Пинхос молчит. Пинхос ничего не понимает. Сутулый юноша настойчиво, еще тише, одними намеками губ повторяет вопрос.

– Да, это начальник контрразведки, фон Пален… – шепчет Пинхос и чувствует смиренную радость от легкого прикосновения своих губ и бороды к уху юноши.

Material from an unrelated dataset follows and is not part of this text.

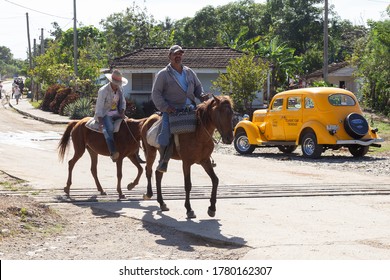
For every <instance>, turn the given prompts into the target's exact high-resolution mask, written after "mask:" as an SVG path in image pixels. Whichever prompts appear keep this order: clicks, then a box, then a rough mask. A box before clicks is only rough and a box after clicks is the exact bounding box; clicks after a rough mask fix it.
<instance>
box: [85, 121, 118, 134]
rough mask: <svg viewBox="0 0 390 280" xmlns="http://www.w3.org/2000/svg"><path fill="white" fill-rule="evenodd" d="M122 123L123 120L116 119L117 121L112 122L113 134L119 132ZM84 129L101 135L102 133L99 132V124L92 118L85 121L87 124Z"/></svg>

Студент, насвистывая, возвращается на свое место. Его лицо вновь непроницаемо, как карта Большеземельской тундры. Через пять ходов он объявляет Пинхосу вечный шах и тотчас же, едва расплатившись, выбегает из кофейни.

IV

Старик-часовщик почти не спит. Вы думаете, у старика так много заказов – и день и ночь он чинит часы? Ах, оставьте, ну кто же, какой сумасшедший станет починять часы, когда все часы отстают на тысячу лет и спешат на тысячу лет, когда время вообще околело и ползет в довременный хаос и тьму, и мир каждый день сотворяется заново и заново рушится в довременные пещеры… Ах, оставьте, никто не починяет часов в дни, когда тикают не часы, а пулеметы… Старик совсем закрыл свою часовую мастерскую, и в пустынной его комнате хромоногие маятники и ходики остановились и примерзли к футлярам.

Старик почти не спит. Дни и ночи сидит он над шахматными учебниками и теориями. Он знает наизусть Дюффрена, Ласкера и Шифферса, он достал даже на базаре потрепанный том лейпцигского издания Бильгера и разыгрывает вариант за вариантом, главу за главой. Вечером он прячет Бильгера от погромщиков в старый талес (ведь был когда-то старенький еврейский Бог, и он верил когда-то в этого старенького Бога в талесе). Он подвешивает Бильгера, увернутого в талес, на гвоздик, забитый в дымовой трубе, и уходит в кофейню.

В кофейне Пинхос ни с кем не играет. Над ним смеются, шутят, измываются. Пинхос молчит. Пинхос не пьет больше черный кофе, и только маленькая его трубка вяжет загадочные табачные восьмерки, петли и кольца. Пускай смеются, пускай издеваются: плевать, он знает наизусть Дюффрена, Ласкера, Бильгера и Шифферса, и теперь… пускай только появится тот.